Of the two that announced this morning, Fiorina had the more aggressive campaign kickoff, launching her program by literally shutting down Hillary Clinton.
“I am running for president. I think I am the best person for the job because I understand how the economy actually works,” she said.
“Our nation was intended to be a citizen government. … [Americans] believe we need to return to a citizen government, and so, I think it’s totally reasonable to look outside the political class.”
In her official campaign launch video, Fiorina took aim directly at Democratic presidential front-runner Hillary Clinton. Fiorina is seen sitting in a living room watching a television with Clinton’s own campaign announcement video playing.
Fiorina then abruptly shuts off the TV, cutting Clinton off.
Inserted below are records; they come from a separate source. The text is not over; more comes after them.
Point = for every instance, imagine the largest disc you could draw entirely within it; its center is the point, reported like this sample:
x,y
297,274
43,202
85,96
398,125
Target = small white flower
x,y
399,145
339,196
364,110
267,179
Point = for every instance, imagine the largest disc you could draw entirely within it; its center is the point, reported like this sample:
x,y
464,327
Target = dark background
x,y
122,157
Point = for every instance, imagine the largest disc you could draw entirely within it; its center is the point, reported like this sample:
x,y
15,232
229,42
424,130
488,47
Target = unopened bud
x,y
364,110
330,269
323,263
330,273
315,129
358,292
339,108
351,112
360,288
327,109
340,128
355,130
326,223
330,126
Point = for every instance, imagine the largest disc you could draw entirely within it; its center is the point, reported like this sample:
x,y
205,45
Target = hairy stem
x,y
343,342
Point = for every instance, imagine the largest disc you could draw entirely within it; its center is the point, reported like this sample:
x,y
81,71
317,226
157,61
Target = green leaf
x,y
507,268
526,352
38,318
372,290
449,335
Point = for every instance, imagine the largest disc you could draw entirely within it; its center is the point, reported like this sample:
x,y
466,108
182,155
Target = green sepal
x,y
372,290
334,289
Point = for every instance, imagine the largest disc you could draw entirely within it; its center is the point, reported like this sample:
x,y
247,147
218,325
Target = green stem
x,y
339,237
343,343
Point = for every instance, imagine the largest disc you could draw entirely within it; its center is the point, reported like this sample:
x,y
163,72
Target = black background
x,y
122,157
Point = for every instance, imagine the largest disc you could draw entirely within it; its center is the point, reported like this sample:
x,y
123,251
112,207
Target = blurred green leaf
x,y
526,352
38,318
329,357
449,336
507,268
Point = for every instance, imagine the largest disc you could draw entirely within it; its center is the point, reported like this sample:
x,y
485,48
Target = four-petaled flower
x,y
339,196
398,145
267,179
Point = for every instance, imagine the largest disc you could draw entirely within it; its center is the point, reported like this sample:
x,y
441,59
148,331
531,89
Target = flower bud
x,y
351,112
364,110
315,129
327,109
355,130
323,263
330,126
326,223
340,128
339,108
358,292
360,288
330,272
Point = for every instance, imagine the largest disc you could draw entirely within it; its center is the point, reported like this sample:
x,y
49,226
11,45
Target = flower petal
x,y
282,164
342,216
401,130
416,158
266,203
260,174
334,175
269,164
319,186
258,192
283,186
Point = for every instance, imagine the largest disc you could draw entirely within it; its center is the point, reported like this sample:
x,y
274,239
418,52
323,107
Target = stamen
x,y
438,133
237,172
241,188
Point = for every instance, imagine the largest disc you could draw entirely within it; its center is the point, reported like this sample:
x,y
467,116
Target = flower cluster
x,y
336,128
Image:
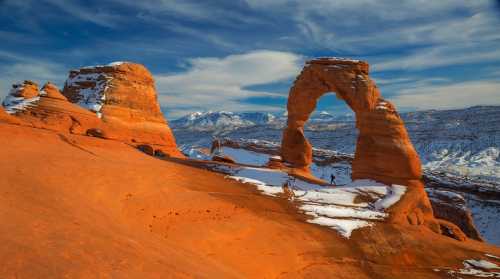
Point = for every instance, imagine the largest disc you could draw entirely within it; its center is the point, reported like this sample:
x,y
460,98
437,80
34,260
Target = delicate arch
x,y
383,149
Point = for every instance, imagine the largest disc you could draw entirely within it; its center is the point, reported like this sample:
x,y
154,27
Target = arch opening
x,y
383,150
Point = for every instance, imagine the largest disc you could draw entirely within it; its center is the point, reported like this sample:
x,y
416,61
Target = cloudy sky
x,y
242,55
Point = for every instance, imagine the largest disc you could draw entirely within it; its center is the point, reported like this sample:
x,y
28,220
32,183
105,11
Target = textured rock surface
x,y
82,207
7,118
124,97
383,150
48,109
452,207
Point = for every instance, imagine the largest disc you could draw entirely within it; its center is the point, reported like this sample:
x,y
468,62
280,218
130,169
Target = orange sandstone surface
x,y
83,207
79,200
123,95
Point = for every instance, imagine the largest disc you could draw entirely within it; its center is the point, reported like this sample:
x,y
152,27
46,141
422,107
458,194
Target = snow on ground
x,y
343,208
485,214
14,104
354,205
92,98
245,156
478,268
484,164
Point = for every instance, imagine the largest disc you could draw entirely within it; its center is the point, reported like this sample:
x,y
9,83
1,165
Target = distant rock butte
x,y
123,95
48,109
383,150
118,100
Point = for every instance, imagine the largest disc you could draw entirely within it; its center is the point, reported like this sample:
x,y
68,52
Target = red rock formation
x,y
7,118
124,97
49,109
383,150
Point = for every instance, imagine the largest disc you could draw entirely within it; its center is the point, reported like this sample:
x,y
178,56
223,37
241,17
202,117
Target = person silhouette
x,y
332,180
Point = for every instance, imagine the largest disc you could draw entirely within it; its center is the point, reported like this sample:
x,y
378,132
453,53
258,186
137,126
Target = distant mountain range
x,y
462,142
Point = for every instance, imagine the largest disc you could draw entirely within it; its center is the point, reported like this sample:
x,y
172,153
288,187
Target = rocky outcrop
x,y
123,95
7,118
48,109
383,150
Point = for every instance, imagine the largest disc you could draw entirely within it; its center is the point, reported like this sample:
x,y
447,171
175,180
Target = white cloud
x,y
220,83
458,95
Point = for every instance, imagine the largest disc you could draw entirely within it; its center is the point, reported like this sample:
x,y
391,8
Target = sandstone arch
x,y
383,149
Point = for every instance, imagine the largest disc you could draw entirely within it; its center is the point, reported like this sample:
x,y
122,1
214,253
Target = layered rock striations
x,y
383,150
48,109
123,95
117,101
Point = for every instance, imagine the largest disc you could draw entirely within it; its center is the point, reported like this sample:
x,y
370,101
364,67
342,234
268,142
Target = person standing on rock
x,y
332,180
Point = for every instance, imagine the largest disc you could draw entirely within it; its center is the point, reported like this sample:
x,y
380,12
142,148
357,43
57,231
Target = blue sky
x,y
242,55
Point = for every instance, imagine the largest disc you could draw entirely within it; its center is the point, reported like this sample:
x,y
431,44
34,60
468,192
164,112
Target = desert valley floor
x,y
77,206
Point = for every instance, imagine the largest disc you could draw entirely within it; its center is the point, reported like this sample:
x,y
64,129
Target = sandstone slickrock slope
x,y
123,95
383,150
115,102
85,207
48,109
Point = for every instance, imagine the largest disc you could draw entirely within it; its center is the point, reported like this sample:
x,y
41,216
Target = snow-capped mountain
x,y
221,120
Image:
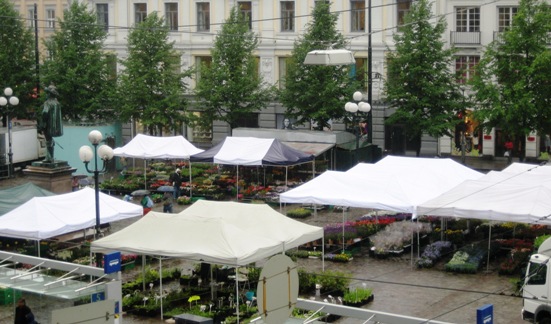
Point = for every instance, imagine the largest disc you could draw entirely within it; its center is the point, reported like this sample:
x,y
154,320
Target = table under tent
x,y
521,193
253,151
153,147
224,233
397,184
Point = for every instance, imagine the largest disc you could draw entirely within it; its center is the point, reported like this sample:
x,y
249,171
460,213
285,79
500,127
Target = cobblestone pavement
x,y
398,287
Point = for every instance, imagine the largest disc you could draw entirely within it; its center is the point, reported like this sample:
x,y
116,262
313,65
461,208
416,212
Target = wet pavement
x,y
397,286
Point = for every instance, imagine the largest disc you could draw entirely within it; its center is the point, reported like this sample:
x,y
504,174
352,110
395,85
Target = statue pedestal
x,y
54,176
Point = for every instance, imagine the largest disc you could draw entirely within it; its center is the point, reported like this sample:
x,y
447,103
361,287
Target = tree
x,y
152,84
420,85
314,93
77,65
17,58
231,88
512,86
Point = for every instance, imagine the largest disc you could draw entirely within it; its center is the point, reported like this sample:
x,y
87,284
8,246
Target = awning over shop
x,y
315,149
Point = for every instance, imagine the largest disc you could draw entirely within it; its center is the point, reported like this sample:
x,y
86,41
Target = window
x,y
468,19
357,10
287,16
358,71
247,12
537,273
199,62
249,120
403,8
203,16
140,12
30,17
50,18
171,15
465,67
102,10
505,17
283,63
199,134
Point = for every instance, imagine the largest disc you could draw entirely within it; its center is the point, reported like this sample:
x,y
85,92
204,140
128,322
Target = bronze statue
x,y
50,121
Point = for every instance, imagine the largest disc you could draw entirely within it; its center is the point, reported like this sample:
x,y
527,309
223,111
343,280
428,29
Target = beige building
x,y
194,23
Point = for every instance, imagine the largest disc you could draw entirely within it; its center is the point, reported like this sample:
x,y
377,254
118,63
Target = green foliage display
x,y
420,85
299,213
357,295
151,86
17,58
230,88
511,87
315,92
79,68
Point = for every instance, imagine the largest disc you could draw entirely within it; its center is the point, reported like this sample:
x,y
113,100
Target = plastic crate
x,y
9,296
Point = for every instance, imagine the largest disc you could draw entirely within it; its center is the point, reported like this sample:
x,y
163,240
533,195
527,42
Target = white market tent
x,y
394,183
226,233
152,147
45,217
218,232
522,197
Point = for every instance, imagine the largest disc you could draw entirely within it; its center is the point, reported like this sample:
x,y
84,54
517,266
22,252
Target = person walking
x,y
23,314
167,202
176,180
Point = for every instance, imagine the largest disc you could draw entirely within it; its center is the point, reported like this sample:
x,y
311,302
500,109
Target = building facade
x,y
194,24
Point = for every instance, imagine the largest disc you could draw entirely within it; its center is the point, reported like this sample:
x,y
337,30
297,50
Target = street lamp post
x,y
105,153
356,109
6,101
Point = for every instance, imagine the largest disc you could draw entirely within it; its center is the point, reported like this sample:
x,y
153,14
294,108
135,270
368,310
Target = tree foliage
x,y
512,85
420,85
17,57
315,92
230,87
152,84
79,67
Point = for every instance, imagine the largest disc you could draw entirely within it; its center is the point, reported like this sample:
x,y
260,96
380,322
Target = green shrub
x,y
359,294
539,240
299,213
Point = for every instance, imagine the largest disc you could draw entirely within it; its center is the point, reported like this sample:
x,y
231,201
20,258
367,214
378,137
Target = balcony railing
x,y
465,38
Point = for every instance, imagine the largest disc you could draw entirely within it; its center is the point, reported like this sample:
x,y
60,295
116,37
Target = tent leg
x,y
489,243
161,284
190,182
237,293
143,272
343,220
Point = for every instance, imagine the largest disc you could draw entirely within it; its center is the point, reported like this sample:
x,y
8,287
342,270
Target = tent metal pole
x,y
161,284
237,292
237,184
343,229
190,182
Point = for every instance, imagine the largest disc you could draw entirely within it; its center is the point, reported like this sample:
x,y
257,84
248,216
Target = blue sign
x,y
112,262
485,314
98,297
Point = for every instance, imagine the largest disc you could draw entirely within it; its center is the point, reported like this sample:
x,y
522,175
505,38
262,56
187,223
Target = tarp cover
x,y
513,196
153,147
46,217
14,197
394,183
228,233
252,151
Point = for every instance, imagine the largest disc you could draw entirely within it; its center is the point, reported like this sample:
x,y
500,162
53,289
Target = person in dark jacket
x,y
23,314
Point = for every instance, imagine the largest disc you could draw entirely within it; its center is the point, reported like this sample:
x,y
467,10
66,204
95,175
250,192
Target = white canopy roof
x,y
523,196
394,183
152,147
227,233
45,217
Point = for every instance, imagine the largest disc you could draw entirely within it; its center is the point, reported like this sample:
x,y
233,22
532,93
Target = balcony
x,y
465,38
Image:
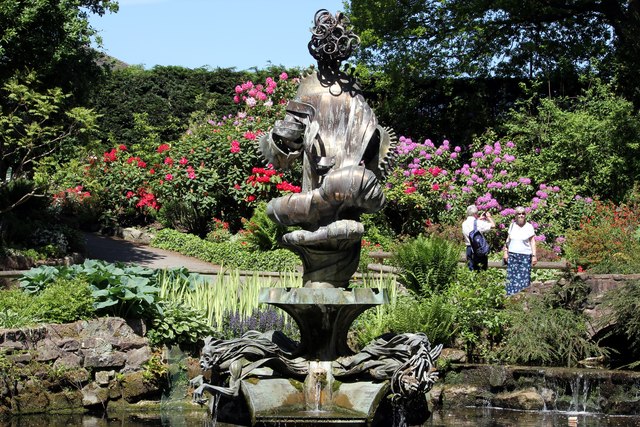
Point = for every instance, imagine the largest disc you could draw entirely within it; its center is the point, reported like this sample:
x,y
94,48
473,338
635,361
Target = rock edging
x,y
75,367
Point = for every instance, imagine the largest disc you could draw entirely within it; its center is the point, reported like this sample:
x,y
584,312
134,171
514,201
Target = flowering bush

She then looks directly into the camera and says, “Our Founders never intended us to have a professional political class.”
“The only way to reimagine our government is to reimagine who is leading it,” she says in the video. “If you’re tired of the sound bites, the vitriol, the pettiness, the ego, the corruption — if you believe it’s time to declare the end of identity politics, if you believe that it’s time to declare the end of lowered expectations, if you believe that it’s time for citizens to stand up to the political class and say, ‘Enough.’ Then join us.”
I don’t know that either have a real chance of snagging the nomination. Carson is well placed as a conservative commentator, as he can speak confidently on the economic impact of Obama’s policies on both healthcare and the minority community, but a Presidential campaign will give him a platform to amplify that message – and to, hopefully, make a compelling case to underserved demographics that there is meat to Republican principles that could have a real, positive impact. While I was, once, reticent about Carson being pushed into political office too quickly, if he avoids the potholes he’s already fallen into a couple of times, he could be a valuable resource. Unfortuantely, I think some of his recent comments, on various, controversial topics, have made him difficult to endorse for a GOP ticket.
Fiorina presents an opportunity that Republicans have seldom had: a woman who can speak clearly on economic subjects, and who is known mostly for her contributions outside politics rather than on the floor of Congress. While previous female candidates have been strong, almost all of them have built their reputations on strong ideological principles, not real world experience. While Fiorina’s time at HP is controversial, her status as a female CEO is a rare one, and she has already proven that she can speak with authority on even social issues without compromising herself with outlandish rhetoric. Like Carson, she can speak confidently to a demographic the GOP desperately needs.
I don’t think either really believes they’ll be President, though there is still years to go in this race. But here’s one thing they give the GOP that is absent from the Democratic field: real diversity. Even though the GOP field is overcrowded – already – there are only a few of the expected old white dudes. You have immigrants, kids of immigrants, libertarians, women and minorities. And the Democrats have Hillary Clinton. Who is about as close as you can get to an old white dude without actually being an old white dude. I suppose they also have Bernie Sanders, which counts as diversity if you consider that he’s possibly an alien, and they might have Elizabeth Warren, who could be our nation’s first Native American President. If you don’t count the part where she actually isn’t a Native American, just an old white woman who used a farfetched version of her own ancestry to qualify as an affirmative action hire.